People. People who need people…”
Oh my god, somebody make it stop! I could go the rest of my life without hearing that awful, awful song. But I know there’s no escaping it, and that’s what makes me especially thankful for the play Buyer & Cellar. Jonathan Tolins’ wise, Barbra Streisand-inspired comedy shines fresh light on old claptrap, making otherwise intolerable things more riveting than they deserve to be. Over the course of 90 preposterous minutes, Tolins made me care more about his fictional version of Streisand than I’ve ever been able to care about the real thing. The script presents as kitschy fluff, but the whole is considerably (somewhat mysteriously) more satisfying than the sum of its many hilarious bits.
Acknowledging Streisand’s litigious nature, Tolins opens Buyer & Cellar with a lengthy disclaimer. Nothing that happens in the play is real. Well, almost nothing. Babs is obviously real. She really owns a home in Malibu. In 2010, she actually published a coffee table book titled My Passion for Design, and the storage basement underneath her barn really is laid out like a shopping mall. The play transforms into fiction when it imagines what it might be like to work as the lone shopkeeper in Streisand’s artificial underground world, engaging with the lady of the house in some good, old-fashioned master-servant role-playing.

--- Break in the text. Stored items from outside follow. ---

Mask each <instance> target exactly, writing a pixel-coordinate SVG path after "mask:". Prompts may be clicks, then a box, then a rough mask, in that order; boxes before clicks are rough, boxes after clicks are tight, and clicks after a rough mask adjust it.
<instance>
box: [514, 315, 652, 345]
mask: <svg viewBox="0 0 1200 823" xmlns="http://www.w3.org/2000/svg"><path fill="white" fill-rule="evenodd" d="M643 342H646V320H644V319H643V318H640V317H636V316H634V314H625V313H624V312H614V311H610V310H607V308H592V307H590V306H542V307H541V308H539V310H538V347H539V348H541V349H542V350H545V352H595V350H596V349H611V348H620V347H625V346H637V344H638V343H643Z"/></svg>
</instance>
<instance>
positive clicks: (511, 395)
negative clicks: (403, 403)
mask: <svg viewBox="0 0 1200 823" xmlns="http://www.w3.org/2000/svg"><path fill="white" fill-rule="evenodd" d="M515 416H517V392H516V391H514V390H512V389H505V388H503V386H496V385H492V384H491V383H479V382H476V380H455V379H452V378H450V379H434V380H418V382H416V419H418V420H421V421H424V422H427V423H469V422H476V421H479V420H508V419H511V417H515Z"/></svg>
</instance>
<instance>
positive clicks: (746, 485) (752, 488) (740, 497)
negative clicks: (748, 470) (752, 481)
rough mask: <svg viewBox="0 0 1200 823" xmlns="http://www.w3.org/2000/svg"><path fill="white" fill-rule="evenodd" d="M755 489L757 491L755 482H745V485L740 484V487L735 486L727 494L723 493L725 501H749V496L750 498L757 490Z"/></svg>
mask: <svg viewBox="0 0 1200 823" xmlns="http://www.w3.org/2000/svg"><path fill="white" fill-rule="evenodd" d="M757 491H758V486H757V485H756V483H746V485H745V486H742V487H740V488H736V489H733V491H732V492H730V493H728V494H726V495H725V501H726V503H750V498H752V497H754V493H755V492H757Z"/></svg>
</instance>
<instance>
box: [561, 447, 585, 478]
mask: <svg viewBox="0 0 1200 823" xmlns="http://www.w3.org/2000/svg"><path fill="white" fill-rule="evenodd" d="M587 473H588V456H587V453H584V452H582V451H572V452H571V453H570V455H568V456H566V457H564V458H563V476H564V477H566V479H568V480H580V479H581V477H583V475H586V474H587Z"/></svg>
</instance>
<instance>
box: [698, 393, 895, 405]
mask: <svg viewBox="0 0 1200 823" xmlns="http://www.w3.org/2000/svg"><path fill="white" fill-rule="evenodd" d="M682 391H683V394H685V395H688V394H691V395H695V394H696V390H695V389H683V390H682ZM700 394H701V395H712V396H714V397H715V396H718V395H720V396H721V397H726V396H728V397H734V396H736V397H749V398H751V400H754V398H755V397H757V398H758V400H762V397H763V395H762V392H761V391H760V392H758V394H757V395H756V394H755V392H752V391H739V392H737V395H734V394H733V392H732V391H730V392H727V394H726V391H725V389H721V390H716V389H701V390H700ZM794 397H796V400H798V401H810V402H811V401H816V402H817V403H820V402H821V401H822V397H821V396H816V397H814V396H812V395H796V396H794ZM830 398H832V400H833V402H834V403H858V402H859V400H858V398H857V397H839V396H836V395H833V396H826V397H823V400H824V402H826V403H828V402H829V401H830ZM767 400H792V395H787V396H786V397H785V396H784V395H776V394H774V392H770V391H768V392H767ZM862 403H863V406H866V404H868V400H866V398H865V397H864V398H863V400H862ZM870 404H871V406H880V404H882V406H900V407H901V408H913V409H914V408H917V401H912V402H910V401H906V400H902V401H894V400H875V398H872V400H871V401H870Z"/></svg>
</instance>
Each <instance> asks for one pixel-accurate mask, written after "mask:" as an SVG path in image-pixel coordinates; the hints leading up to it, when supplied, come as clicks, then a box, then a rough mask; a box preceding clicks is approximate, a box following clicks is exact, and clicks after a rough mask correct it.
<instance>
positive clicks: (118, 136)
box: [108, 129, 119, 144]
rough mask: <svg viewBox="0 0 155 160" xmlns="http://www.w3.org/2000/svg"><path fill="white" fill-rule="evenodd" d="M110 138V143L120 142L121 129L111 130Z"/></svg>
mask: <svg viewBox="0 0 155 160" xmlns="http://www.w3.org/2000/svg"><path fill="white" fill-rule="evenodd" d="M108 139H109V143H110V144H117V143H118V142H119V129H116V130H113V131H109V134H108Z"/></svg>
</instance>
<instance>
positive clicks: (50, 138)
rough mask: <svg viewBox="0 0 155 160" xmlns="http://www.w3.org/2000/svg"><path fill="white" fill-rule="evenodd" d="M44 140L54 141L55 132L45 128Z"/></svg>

With his gleefully understated performance, Jordan Nichols single-handedly counterbalances all the enormous Broadway musicals running on other area stages. He introduces himself directly to the audience as Alex, an underemployed actor who’s agreed to become the human doll in Streisand’s private collection. He also plays Streisand and Barry, Alex’s boyfriend who can’t wrap his mind around the idea that a “privileged, powerful woman” like the Babs “still acts like a Dickensian victim.”
Nichols also walks the not-so-thin line separating diva and Devo by playing some of Buyer & Cellar‘s more prominent inanimate objects as well. Between scenes, he provides the mind-numbing, soul-crushing hum of vending machines. Pitch perfect.
Buyer & Cellar is at Circuit Playhouse through September 6th.
Three cheers for Theatre Memphis’ first-rate production of Mel Brooks’ enormously successful musical adaptation of his 1967 film, The Producers. It’s epically extravagant. It’s appropriately ridiculous. Director Cecelia Wingate and her extraordinary cast of low-brow comedians may have even out-Mel Brooksed the actual Mel Brooks. Having said all of that, I’m going to complain a little.
Wingate sees details other directors miss, but she tends to underscore all of them, overstuffing her plays with so many juicy bits and clever gags, it’s sometimes hard to distinguish between the stuffing and the meat. The Producers‘ success is rooted in its excess, making the overall experience more about brute force than outrageous farce. And, to be fair, it’s a pretty spectacular display of force.
Philip Andrew Himebook and Lee Hudson Gilliland are perfectly suited for their roles as Max Bialystock and Leo Bloom, the colorfully corrupt Broadway producers who are literally and figuratively screwing all the little old ladies in town. The former is a larger-than-life blowhard and bully. The latter a nebbish who has panic attacks when separated from his little blue blanket. They’ve formed an unlikely partnership to produce Springtime for Hitler, a play so offensive and awful it’s received as a work of satirical genius. That’s bad news for B&B, since the entire con was predicated on the show’s failure.
The Producers is a designer’s show, with hundreds of costume changes and a unique set of technical challenges. Theatre Memphis’ creative team has risen to the occasion and deserves top bows. From its illuminated swastikas to its spinning illuminated swastikas, The Producers‘ “Springtime for Hitler” sequence is an all-you-can-eat Bavarian buffet of bold choices and bad taste.
When Playhouse on the Square staged the regional premiere of The Producers in 2008, I groused that it was too understated. This time out, Theatre Memphis has erred, boldly, and often brilliantly, in the other direction. In a play where showgirls wear gigantic pretzels and sausages on their heads, that’s absolutely the side to err on.